May 03, 2015

Adagio Sostenuto — Allegro

I wonder why every portrait of Beethoven depicts him with, or rather, imposes on him, this invariable look of fury, with deeply furrowed brows and eyes staring so intently — are those the very pair of eyes Rilke saw in his Apollo? But every time I listen to his cello sonata I think how these portraits do not do him justice. It gives me goose bumps, NOT by an eruption of triumph euphemism like the beginning of the fourth movement of No.5, but with sheer serenity, such serenity that is all encompassing, and such assurance, with warmth and understanding so close and personal.

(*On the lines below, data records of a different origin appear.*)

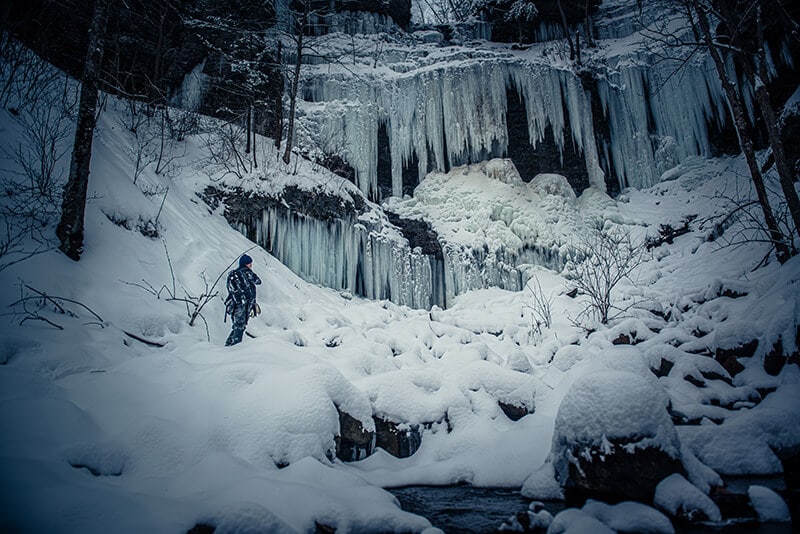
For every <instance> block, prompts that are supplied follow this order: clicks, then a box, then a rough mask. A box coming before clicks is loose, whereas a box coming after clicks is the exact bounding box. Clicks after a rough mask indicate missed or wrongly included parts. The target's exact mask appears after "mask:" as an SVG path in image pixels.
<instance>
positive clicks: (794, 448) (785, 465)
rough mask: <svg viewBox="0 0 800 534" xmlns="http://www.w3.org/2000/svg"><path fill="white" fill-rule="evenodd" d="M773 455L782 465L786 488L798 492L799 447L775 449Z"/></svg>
mask: <svg viewBox="0 0 800 534" xmlns="http://www.w3.org/2000/svg"><path fill="white" fill-rule="evenodd" d="M775 455H776V456H777V457H778V458H779V459H780V461H781V464H782V465H783V478H784V480H785V481H786V487H787V488H789V489H793V490H800V446H797V447H787V448H782V449H776V450H775Z"/></svg>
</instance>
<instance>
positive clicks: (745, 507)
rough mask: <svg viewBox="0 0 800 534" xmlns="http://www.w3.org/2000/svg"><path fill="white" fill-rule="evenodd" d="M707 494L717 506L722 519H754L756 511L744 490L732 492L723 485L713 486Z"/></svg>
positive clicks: (754, 518)
mask: <svg viewBox="0 0 800 534" xmlns="http://www.w3.org/2000/svg"><path fill="white" fill-rule="evenodd" d="M708 496H709V497H711V500H712V501H714V503H715V504H716V505H717V506H718V507H719V511H720V513H721V514H722V518H723V519H730V518H736V519H756V512H755V510H753V505H752V504H750V497H749V496H748V495H747V493H746V492H733V491H730V489H728V488H726V487H724V486H723V487H717V486H715V487H712V488H711V492H710V493H709V495H708Z"/></svg>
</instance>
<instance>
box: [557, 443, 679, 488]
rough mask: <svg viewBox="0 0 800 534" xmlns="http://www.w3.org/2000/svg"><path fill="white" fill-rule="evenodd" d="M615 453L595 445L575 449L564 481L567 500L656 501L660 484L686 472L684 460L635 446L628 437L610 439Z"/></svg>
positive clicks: (610, 443) (661, 451)
mask: <svg viewBox="0 0 800 534" xmlns="http://www.w3.org/2000/svg"><path fill="white" fill-rule="evenodd" d="M610 444H611V452H609V451H608V450H607V449H604V448H601V447H597V446H591V447H581V446H576V447H573V448H572V449H571V454H572V457H573V458H574V459H575V461H574V462H573V463H570V465H569V479H568V480H567V481H566V483H565V484H564V489H565V492H564V494H565V497H566V500H567V503H583V502H584V501H585V500H586V499H589V498H591V499H598V500H602V501H604V502H611V503H613V502H621V501H639V502H645V503H649V502H652V500H653V496H654V494H655V489H656V486H657V485H658V483H659V482H661V480H663V479H664V478H666V477H668V476H669V475H672V474H673V473H680V474H683V473H684V469H683V465H682V464H681V461H680V459H678V458H674V457H672V456H670V455H669V454H667V453H666V452H665V451H663V450H662V449H659V448H656V447H645V448H634V447H630V446H629V445H631V443H626V442H625V440H610Z"/></svg>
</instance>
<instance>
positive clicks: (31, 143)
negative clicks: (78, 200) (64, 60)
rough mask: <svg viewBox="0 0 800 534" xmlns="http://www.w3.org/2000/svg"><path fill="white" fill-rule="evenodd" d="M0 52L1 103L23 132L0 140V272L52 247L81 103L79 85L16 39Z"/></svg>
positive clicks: (0, 82) (0, 79) (11, 42)
mask: <svg viewBox="0 0 800 534" xmlns="http://www.w3.org/2000/svg"><path fill="white" fill-rule="evenodd" d="M0 54H2V56H3V57H4V58H7V57H10V58H12V59H13V62H11V63H5V64H2V62H0V65H1V66H0V85H2V87H3V91H4V94H3V97H2V98H3V101H4V102H5V103H6V104H7V105H8V106H9V110H10V111H11V112H12V115H13V117H14V119H15V121H16V123H17V126H18V128H19V131H20V135H14V136H11V135H9V136H5V137H4V138H2V139H0V154H2V155H3V156H4V160H5V162H6V163H7V164H6V165H4V168H2V169H0V171H2V172H0V190H2V191H3V195H2V196H0V220H2V224H0V271H2V270H3V269H5V268H7V267H10V266H11V265H14V264H15V263H18V262H20V261H23V260H25V259H27V258H30V257H31V256H34V255H36V254H38V253H40V252H44V251H46V250H51V249H52V248H54V246H55V245H54V243H53V242H52V238H51V234H50V232H51V228H52V225H53V224H54V222H55V221H56V220H57V218H58V214H59V209H58V208H59V205H60V201H61V193H60V190H61V187H62V186H63V176H64V161H63V160H64V159H65V158H64V156H65V155H66V154H67V152H68V150H69V149H68V146H69V139H70V137H71V135H72V125H73V123H74V113H75V107H76V104H77V91H76V85H75V84H73V83H72V82H71V81H70V80H68V79H67V77H66V76H64V75H63V74H62V73H59V72H58V71H57V70H56V69H55V68H53V67H52V66H50V65H48V64H47V63H46V62H45V61H43V60H42V59H40V58H38V57H37V56H36V55H35V54H33V53H31V52H29V51H27V50H26V49H24V47H22V46H21V45H19V44H18V43H16V42H13V41H7V42H5V43H4V46H3V48H2V51H0Z"/></svg>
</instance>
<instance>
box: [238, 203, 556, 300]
mask: <svg viewBox="0 0 800 534" xmlns="http://www.w3.org/2000/svg"><path fill="white" fill-rule="evenodd" d="M236 226H237V227H238V228H239V230H240V231H241V232H242V233H243V234H245V235H250V236H254V237H255V241H256V242H257V243H258V244H259V245H261V246H262V247H264V248H265V249H267V250H268V251H269V252H270V253H271V254H272V255H274V256H275V257H276V258H277V259H278V260H280V262H281V263H283V264H284V265H286V266H287V267H288V268H289V269H291V270H292V271H294V272H295V273H297V274H298V275H300V276H301V277H303V278H304V279H305V280H308V281H310V282H313V283H318V284H321V285H324V286H326V287H330V288H333V289H336V290H340V291H348V292H350V293H352V294H355V295H359V296H363V297H366V298H370V299H377V300H383V299H386V300H390V301H392V302H394V303H396V304H400V305H406V306H409V307H412V308H420V309H430V308H431V307H432V306H439V307H442V308H446V307H447V306H448V305H449V304H450V303H451V302H452V300H453V298H454V297H455V296H456V295H459V294H462V293H464V292H466V291H469V290H471V289H481V288H487V287H500V288H505V289H508V290H512V291H519V290H521V289H522V288H523V287H525V284H526V283H527V282H528V277H527V275H526V273H525V271H524V269H518V268H517V266H518V265H522V264H537V265H545V266H548V267H551V268H554V269H558V270H560V269H561V268H563V262H564V260H563V258H561V257H560V255H559V254H558V252H555V251H549V250H539V249H536V248H533V247H525V248H523V249H521V250H518V251H489V250H488V249H487V250H483V249H470V248H467V247H464V246H462V245H457V244H453V243H447V244H445V245H444V246H443V247H442V252H443V257H436V256H435V255H429V254H424V253H423V252H422V251H421V250H420V249H419V248H418V247H415V248H412V247H411V246H410V245H409V243H408V241H407V240H406V239H404V238H403V237H402V236H401V235H400V234H399V233H398V232H397V230H396V229H394V228H392V227H387V226H376V225H375V224H374V223H363V222H359V221H353V220H349V218H348V219H346V220H345V219H333V220H327V221H323V220H319V219H316V218H313V217H309V216H306V215H302V214H299V213H297V212H293V211H289V210H287V209H285V208H284V207H268V208H265V209H264V210H263V212H262V216H261V219H260V220H256V221H251V222H247V223H245V222H241V221H240V222H238V223H237V225H236Z"/></svg>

Saturday we took Maomao on a trip to a seashore village. It was a gorgeous day outside the window, as the bus made its circles around towards the mountain top. When the bus made another turn, the ocean below sprung into view. You can look into so far in the distance where the clouds dissolved into a veil of mists even though it’s a perfectly sunny sky, and when the ocean held in its blossom such a blueness it became an entity living and breathing, a kind of transparency that was so substantive, so indisputably existing. I pointed out for Maomao a yacht that was cutting across the surface of the ocean with spreading white waves like an intentive stroke of water color that soon dissipated into the fibers of the canvas, and found he fell asleep on my lap, holding on to me with his arms and legs like a baby koala sleeping on a tree trunk. I instinctively stiffened my posture, and looked out of the window again. Silently breathed the vast scenery into me, I encompassed it and internalized it, understood it, and pressed it into Maomao’s mind through my chest where he rested his chin. He will see the vastness of the ocean and sky in his short nap, internalize it and understand it. And in my mind I played the cello sonata, let a shudder washed over me, and thought how Beethoven had miraculously anticipated this moment, when we are together, here.